Lagos, Nigeria – The Central Bank of Nigeria (CBN) has continued to restrict Bureau De Change (BDC) operators from fully accessing the official foreign exchange market, citing concerns over compliance and past irregularities, forex traders said on Tuesday.
According to industry sources, the apex bank’s cautious approach is largely driven by perceived risks around anti-money laundering (AML) and counter-terrorism financing (CTF) compliance within the sector.
A senior official of the Association of Bureau De Change Operators of Nigeria (ABCON) explained that regulators still view the BDC segment as high-risk. This perception, the official said, has led the CBN to favour tighter control through fewer channels, with a strong preference for bank-led foreign exchange transactions.
Another licensed forex trader, Umar Barkinzuwo, noted that authorities remain wary due to past market abuses and concerns about effective oversight. He said the CBN prefers routing forex through the banking system, where monitoring is more centralized and easier to enforce.
He added that issues such as arbitrage and round-tripping continue to influence the regulator’s reluctance to fully reintegrate BDCs into the official market.

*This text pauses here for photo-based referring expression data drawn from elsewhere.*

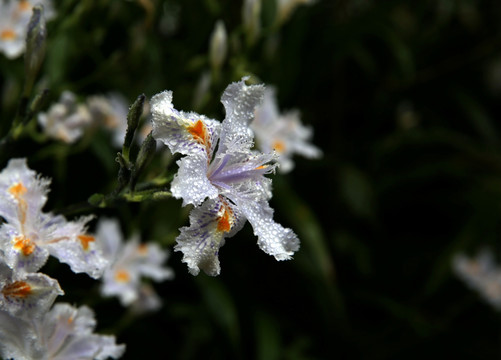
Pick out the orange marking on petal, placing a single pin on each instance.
(199, 132)
(8, 34)
(142, 249)
(122, 276)
(17, 190)
(224, 222)
(19, 289)
(25, 245)
(85, 240)
(279, 146)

Market participants argue that sidelining BDCs reduces liquidity at the retail level and keeps pressure on the parallel market. Calls for their inclusion have grown louder since the unification of Nigeria’s foreign exchange system in June 2023.
The CBN had stopped selling forex to BDCs in July 2021, accusing operators of enabling illicit financial flows. Although sales briefly resumed in February 2024 following the revocation of over 4,000 licences, the arrangement was later halted again.
In February 2026, the bank introduced a limited window allowing BDCs to access up to $150,000 weekly. However, operators say actual access remains heavily restricted.